What Is Rejection Sampling?
In Apple Game, every board looks random, but the digits always sum to a multiple of 10. How do you generate random data that satisfies a constraint like that? One simple way is rejection sampling. It is a general technique that comes up in many places, so it is worth understanding on its own.
The idea
Rejection sampling is a method for generating random samples that satisfy some constraint. The recipe is straightforward: generate a candidate from an easy-to-sample distribution, check whether it meets the constraint, and either keep it or throw it away. If you threw it away, try again.
That is it. You do not need to figure out how to directly sample from the constrained distribution. You just need two things: a way to generate candidates and a way to check them.
The algorithm
function RejectionSample(Generate, Satisfies): Sample; var candidate: Sample; begin repeat candidate := Generate(); until Satisfies(candidate);
RejectionSample := candidate; end;
Generate a random candidate. Check the constraint. If it passes, keep it. If not, throw it away and try again.
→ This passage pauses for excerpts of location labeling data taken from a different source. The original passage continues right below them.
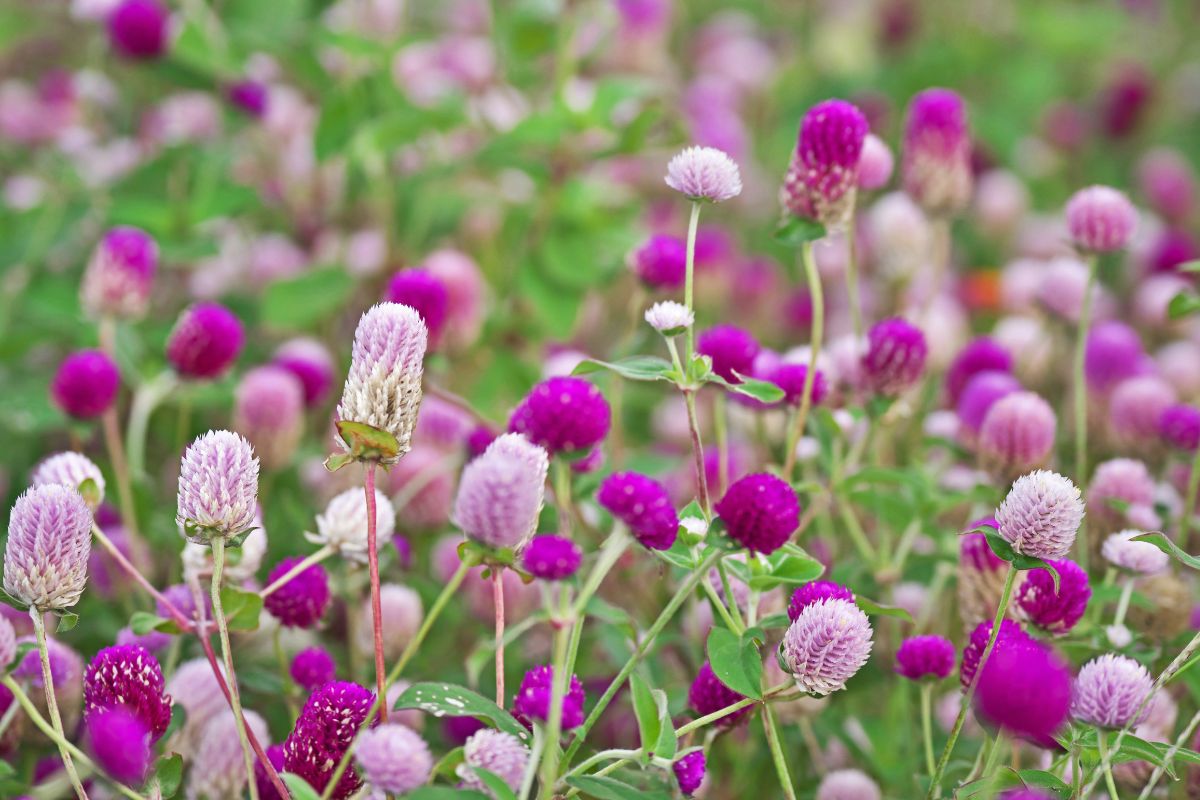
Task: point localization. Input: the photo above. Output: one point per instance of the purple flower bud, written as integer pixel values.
(205, 341)
(760, 512)
(85, 384)
(46, 553)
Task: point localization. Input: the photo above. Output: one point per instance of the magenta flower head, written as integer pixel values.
(119, 276)
(301, 601)
(139, 29)
(760, 512)
(1055, 612)
(46, 553)
(563, 415)
(551, 558)
(936, 162)
(532, 699)
(826, 645)
(130, 677)
(1101, 220)
(383, 388)
(1041, 515)
(925, 656)
(1109, 690)
(895, 355)
(85, 384)
(205, 341)
(312, 668)
(393, 758)
(501, 493)
(217, 487)
(705, 174)
(645, 505)
(323, 733)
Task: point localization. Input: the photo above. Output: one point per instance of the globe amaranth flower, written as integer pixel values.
(705, 174)
(205, 341)
(532, 699)
(1101, 220)
(551, 558)
(323, 733)
(895, 356)
(760, 512)
(501, 493)
(85, 384)
(46, 553)
(393, 758)
(826, 645)
(1109, 691)
(1039, 603)
(563, 415)
(119, 275)
(925, 656)
(1041, 515)
(303, 600)
(383, 388)
(217, 487)
(645, 505)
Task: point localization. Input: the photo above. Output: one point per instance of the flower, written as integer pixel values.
(551, 558)
(46, 553)
(303, 600)
(1101, 220)
(217, 487)
(1041, 515)
(563, 415)
(205, 341)
(85, 384)
(925, 656)
(1109, 692)
(705, 174)
(393, 758)
(645, 505)
(501, 493)
(760, 512)
(532, 699)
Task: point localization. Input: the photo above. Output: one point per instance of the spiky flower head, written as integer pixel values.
(760, 512)
(393, 758)
(217, 487)
(46, 553)
(383, 388)
(1041, 515)
(705, 174)
(119, 276)
(1109, 690)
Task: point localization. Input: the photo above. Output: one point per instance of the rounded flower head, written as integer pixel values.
(925, 656)
(1041, 515)
(217, 487)
(46, 553)
(383, 388)
(895, 355)
(645, 505)
(501, 493)
(551, 558)
(120, 275)
(760, 512)
(85, 384)
(205, 341)
(393, 758)
(563, 415)
(303, 600)
(1109, 690)
(1101, 220)
(532, 699)
(705, 174)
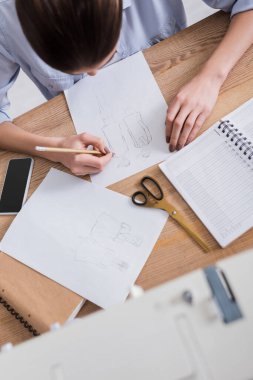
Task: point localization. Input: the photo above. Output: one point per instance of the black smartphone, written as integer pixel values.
(15, 186)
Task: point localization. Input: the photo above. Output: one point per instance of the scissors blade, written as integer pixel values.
(180, 220)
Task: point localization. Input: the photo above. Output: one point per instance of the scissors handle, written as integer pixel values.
(180, 220)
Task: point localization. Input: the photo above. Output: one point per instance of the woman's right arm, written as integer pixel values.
(16, 139)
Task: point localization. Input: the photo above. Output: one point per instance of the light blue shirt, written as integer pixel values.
(145, 22)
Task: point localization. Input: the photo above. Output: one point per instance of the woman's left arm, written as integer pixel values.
(190, 108)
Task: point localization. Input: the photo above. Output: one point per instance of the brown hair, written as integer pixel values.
(71, 34)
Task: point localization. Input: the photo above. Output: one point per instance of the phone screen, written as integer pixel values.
(15, 185)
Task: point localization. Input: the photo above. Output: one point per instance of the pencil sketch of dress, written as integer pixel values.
(99, 246)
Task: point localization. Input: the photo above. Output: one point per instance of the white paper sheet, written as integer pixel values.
(123, 105)
(89, 239)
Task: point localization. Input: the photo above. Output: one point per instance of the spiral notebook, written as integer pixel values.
(214, 174)
(34, 300)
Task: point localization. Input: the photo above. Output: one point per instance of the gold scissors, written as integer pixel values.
(152, 196)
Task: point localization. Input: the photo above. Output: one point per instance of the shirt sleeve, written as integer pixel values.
(231, 6)
(8, 73)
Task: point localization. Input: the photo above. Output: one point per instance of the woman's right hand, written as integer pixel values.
(81, 164)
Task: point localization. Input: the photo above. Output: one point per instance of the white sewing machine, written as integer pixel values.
(199, 326)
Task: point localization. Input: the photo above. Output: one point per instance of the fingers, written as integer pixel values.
(171, 114)
(189, 124)
(184, 128)
(84, 170)
(177, 127)
(198, 124)
(96, 142)
(83, 162)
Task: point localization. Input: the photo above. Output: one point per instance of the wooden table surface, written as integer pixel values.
(173, 62)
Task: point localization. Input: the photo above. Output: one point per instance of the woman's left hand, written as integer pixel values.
(190, 108)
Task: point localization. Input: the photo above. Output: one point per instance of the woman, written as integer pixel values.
(56, 42)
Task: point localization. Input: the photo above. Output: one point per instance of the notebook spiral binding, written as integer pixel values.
(13, 312)
(237, 137)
Each attempt is independent, so the process is memoryless.
Examples
Sampling points inside a circle. Say you want uniformly random points inside a unit circle. Sampling directly from a circular region is a bit annoying. One simple way: sample a point uniformly from the bounding square (pick x and y each between -1 and 1). Then check if x² + y² ≤ 1. If it is inside the circle, keep it. Otherwise reject and try again. Since the circle covers about 78.5% of the square, roughly 4 out of 5 candidates pass. Very efficient.
Generating valid passwords. Suppose you need a random password that contains at least one uppercase letter, one digit, and one special character. One approach: generate a random string of the required length from the full character set, then check if it meets the rules. If it does, use it. If not, generate another one. For typical password lengths (12+ characters), most random strings will pass, so you rarely need more than a few tries.


Random points sampled uniformly from a square. Points inside the circle are accepted (blue); points outside are rejected (gray).
Why it is useful
The main appeal is simplicity. You do not need to derive a specialized sampling algorithm for your constrained distribution. As long as you can generate candidates and check constraints, you are set. The implementation is usually just a while loop with a random generator and an if statement.
This is useful when the constraint is easy to verify but hard to bake into the generation process directly. Many real-world problems have this shape.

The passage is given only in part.